I am referring to Kuznetsov's book, p. 230 where in the context of Melnikov's integral, it is said that $$ T_{(x^0(t_0),0)}\mathcal{W}^u+T_{(x^0(t_0),0)}\mathcal{W}^s=\mathbb{R}^{n+1} $$
I have problems to see this identity. Why is the sum of the two Tangent spaces on the left Hand side the whole $\mathbb{R}^{n+1}$?
For illustration, let $n=2$. A picture for this situation is shown on page 211 of the linked book: Why is the sum of the two tangent spaces the whole $\mathbb{R}^3$?

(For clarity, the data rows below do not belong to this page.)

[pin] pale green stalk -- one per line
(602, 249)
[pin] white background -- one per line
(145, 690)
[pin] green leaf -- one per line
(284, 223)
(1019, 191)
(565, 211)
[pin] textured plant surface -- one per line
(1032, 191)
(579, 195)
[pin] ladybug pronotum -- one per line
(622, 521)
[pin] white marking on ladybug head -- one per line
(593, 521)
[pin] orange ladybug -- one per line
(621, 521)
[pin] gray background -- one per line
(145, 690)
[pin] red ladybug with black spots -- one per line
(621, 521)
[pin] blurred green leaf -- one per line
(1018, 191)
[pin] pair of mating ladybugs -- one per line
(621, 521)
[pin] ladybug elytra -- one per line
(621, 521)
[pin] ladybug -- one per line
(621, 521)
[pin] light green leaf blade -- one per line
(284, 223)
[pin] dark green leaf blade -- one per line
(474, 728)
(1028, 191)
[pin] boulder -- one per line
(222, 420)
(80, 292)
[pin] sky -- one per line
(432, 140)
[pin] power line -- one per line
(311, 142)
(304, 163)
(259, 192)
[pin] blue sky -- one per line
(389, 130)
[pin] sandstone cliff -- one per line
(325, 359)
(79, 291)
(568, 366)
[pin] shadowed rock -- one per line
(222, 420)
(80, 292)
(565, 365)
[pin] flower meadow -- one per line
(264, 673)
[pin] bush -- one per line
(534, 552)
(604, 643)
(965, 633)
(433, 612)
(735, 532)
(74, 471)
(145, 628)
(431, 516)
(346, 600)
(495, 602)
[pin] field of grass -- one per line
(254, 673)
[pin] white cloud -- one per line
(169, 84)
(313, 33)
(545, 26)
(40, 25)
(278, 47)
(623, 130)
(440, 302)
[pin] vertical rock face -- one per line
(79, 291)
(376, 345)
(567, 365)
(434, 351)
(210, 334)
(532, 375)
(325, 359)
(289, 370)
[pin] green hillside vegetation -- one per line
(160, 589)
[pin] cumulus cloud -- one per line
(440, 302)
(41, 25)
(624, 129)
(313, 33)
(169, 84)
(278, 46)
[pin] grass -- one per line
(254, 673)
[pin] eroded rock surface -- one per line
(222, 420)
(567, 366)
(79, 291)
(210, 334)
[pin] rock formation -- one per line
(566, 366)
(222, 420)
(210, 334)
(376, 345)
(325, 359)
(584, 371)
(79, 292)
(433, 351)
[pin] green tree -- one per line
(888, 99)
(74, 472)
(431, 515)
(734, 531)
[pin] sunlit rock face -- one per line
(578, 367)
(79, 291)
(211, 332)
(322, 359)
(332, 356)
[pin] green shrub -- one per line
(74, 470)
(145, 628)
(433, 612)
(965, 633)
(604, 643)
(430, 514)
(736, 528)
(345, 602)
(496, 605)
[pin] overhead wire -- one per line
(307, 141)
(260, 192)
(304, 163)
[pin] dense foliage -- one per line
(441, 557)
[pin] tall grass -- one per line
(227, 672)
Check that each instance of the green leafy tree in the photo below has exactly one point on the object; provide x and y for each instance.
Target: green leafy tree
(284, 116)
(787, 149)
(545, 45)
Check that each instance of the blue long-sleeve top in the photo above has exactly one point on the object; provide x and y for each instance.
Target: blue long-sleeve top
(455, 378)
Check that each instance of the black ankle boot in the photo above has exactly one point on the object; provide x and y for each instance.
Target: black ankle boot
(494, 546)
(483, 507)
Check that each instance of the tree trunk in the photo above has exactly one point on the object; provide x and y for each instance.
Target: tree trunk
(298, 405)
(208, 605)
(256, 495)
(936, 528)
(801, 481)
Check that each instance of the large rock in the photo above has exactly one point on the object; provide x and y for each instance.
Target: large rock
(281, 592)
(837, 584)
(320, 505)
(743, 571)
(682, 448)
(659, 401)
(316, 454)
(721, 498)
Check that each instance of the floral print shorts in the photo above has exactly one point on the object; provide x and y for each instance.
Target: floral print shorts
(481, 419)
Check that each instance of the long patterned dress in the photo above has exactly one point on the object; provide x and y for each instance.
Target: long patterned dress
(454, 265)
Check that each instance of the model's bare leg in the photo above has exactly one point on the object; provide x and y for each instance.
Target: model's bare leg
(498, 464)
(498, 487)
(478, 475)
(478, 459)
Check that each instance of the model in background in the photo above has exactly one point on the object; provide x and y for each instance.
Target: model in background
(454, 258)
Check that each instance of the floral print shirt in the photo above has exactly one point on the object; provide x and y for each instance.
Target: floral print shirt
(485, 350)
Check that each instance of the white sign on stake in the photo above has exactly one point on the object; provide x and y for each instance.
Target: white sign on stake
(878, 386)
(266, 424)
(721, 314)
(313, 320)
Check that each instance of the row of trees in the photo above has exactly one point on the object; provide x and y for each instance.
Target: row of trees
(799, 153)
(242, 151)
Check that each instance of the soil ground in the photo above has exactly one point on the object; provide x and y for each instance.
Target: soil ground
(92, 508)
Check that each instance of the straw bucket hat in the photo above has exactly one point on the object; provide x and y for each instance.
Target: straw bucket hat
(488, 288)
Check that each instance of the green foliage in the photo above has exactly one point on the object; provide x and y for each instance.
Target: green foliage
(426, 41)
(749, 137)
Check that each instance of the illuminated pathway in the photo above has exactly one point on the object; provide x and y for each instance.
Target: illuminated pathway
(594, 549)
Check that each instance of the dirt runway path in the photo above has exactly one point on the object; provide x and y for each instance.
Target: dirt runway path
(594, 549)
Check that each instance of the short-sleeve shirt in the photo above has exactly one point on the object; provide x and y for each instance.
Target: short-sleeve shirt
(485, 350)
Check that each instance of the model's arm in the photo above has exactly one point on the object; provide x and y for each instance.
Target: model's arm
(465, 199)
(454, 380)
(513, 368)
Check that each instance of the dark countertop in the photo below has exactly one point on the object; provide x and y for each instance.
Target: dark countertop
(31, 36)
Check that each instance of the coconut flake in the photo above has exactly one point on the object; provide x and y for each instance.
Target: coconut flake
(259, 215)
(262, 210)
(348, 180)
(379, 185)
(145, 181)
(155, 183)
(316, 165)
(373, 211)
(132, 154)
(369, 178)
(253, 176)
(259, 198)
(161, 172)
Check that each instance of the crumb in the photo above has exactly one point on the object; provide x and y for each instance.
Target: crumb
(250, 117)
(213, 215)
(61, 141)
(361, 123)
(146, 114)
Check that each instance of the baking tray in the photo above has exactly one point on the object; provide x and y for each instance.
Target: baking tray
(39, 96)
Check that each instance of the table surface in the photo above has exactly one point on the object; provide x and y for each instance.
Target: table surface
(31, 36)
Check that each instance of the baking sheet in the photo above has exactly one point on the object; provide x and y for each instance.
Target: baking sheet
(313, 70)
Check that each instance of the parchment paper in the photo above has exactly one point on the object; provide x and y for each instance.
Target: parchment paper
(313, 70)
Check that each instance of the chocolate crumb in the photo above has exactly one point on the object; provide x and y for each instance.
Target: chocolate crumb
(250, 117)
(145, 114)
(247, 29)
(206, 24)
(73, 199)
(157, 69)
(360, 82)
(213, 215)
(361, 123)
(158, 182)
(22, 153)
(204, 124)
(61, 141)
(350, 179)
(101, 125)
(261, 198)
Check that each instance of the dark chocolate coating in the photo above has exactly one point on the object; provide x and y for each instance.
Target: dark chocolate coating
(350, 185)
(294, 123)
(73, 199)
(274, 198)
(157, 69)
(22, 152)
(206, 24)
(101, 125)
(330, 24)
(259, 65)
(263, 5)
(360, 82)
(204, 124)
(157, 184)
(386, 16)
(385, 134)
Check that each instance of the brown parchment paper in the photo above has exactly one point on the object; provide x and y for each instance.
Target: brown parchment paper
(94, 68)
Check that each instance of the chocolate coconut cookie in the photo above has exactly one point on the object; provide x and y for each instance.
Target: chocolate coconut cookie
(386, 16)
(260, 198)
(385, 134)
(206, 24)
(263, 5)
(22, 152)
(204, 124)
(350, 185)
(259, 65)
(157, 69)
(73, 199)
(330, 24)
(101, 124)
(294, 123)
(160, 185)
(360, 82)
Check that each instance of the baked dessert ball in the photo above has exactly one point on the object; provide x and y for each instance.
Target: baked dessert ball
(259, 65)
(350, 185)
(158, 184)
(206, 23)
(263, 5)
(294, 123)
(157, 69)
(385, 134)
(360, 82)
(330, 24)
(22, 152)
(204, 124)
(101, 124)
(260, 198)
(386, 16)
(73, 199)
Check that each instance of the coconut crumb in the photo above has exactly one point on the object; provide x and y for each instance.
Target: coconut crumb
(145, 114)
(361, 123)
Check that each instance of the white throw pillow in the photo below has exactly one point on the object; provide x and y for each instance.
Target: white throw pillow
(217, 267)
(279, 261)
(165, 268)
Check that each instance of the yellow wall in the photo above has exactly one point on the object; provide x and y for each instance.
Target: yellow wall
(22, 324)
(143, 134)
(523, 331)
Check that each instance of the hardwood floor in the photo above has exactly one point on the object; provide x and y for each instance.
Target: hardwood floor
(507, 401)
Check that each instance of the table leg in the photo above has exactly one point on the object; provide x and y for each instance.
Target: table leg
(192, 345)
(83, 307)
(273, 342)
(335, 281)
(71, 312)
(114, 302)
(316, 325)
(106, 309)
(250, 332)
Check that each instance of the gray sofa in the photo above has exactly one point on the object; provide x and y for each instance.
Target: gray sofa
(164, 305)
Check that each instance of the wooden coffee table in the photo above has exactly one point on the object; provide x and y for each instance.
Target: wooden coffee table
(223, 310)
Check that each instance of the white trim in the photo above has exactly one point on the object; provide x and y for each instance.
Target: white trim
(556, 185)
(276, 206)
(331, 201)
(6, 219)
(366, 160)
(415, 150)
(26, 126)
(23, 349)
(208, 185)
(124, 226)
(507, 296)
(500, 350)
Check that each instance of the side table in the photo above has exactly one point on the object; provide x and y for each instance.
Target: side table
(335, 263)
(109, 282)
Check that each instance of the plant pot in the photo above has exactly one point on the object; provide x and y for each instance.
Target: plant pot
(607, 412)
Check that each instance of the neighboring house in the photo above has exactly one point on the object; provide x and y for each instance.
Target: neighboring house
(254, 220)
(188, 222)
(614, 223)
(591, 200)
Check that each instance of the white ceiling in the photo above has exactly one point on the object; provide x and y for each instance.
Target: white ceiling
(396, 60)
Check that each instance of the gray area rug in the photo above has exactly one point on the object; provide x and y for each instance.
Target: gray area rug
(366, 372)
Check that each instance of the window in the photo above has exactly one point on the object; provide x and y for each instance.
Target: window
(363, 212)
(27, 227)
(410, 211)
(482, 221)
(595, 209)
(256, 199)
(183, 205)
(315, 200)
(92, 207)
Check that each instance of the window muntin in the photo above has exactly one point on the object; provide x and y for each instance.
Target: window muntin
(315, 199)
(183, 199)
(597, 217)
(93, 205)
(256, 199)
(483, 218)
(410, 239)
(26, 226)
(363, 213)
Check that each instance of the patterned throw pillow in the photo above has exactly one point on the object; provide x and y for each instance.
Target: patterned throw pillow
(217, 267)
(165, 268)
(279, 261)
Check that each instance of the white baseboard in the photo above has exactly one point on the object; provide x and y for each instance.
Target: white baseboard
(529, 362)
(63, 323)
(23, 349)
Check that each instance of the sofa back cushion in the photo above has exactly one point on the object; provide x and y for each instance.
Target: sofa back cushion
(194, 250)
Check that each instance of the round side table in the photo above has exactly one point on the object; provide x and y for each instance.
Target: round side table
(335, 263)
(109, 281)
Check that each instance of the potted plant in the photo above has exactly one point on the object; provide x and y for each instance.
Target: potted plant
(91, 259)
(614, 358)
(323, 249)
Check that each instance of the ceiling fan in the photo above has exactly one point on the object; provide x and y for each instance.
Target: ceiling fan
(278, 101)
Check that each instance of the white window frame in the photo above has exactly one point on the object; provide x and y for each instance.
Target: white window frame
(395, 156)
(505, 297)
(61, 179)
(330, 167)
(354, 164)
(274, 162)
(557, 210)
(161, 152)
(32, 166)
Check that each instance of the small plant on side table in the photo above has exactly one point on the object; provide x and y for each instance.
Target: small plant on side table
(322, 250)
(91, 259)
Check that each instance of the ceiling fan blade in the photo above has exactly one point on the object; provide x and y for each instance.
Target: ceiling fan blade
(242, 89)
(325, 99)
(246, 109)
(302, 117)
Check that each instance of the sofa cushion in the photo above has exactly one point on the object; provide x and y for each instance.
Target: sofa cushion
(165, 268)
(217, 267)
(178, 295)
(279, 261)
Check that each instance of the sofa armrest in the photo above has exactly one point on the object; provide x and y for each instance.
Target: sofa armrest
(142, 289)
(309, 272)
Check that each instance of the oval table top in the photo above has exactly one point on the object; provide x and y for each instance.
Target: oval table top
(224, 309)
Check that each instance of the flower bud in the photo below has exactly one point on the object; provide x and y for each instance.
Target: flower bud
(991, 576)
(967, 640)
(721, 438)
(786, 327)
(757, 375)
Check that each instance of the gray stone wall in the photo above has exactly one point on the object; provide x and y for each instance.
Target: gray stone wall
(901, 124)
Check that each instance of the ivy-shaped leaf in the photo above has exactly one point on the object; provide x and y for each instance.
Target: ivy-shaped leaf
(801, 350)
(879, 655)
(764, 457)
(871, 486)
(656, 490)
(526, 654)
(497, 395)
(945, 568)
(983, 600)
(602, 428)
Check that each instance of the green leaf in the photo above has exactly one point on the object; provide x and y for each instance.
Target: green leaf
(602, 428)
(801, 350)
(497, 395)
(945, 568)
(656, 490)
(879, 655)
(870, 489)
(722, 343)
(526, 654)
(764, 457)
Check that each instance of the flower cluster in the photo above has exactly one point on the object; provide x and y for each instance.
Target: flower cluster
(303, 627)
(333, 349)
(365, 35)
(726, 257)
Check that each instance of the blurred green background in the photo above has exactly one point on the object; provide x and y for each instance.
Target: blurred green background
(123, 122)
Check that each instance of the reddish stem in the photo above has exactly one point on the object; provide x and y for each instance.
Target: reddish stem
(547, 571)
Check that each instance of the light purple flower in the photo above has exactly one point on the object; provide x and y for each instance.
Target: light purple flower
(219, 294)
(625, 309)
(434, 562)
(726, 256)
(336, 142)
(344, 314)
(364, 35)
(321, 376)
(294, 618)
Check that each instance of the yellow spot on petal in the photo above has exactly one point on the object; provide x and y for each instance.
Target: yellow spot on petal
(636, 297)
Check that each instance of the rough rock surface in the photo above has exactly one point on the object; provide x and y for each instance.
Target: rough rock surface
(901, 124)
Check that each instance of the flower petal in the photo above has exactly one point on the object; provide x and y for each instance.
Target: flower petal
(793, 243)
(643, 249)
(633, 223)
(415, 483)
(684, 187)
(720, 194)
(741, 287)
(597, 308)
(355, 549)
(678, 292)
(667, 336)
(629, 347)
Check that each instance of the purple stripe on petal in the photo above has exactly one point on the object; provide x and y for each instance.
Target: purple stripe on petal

If you are trying to understand why equality on page 211 holds, recall that for linear subspaces always holds equality ${\rm dim}\; ( V + W) = {\rm dim}\; V + {\rm dim}\; W - {\rm dim}\; (V \cap W)$. The same holds for tangent spaces since they are linear subspaces. Both tangent spaces $T_{(x^0(t_0),0)}\mathcal{W}^u$ and $T_{(x^0(t_0),0)}\mathcal{W}^s$ are two-dimensional on this figure, and, according to how it is pictured, at the intersection point they don't coincide, so ${\rm dim}\; (T_{(x^0(t_0),0)}\mathcal{W}^u \cap T_{(x^0(t_0),0)}\mathcal{W}^s) < 2$. Surfaces $\mathcal{W}^u$ and $\mathcal{W}^s$ have a curve $\Gamma_0$ in the intersection, so their tangent spaces at point $(x^0(t_0), 0)$ have common subspace (associated with this curve, of course) and ${\rm dim}\; (T_{(x^0(t_0),0)}\mathcal{W}^u \cap T_{(x^0(t_0),0)}\mathcal{W}^s) = 1$.
Hence $${\rm dim}\; (T_{(x^0(t_0),0)}\mathcal{W}^u + T_{(x^0(t_0),0)}\mathcal{W}^s) = 3$$ and $T_{(x^0(t_0),0)}\mathcal{W}^u + T_{(x^0(t_0),0)}\mathcal{W}^s = \mathbb{R}^3$.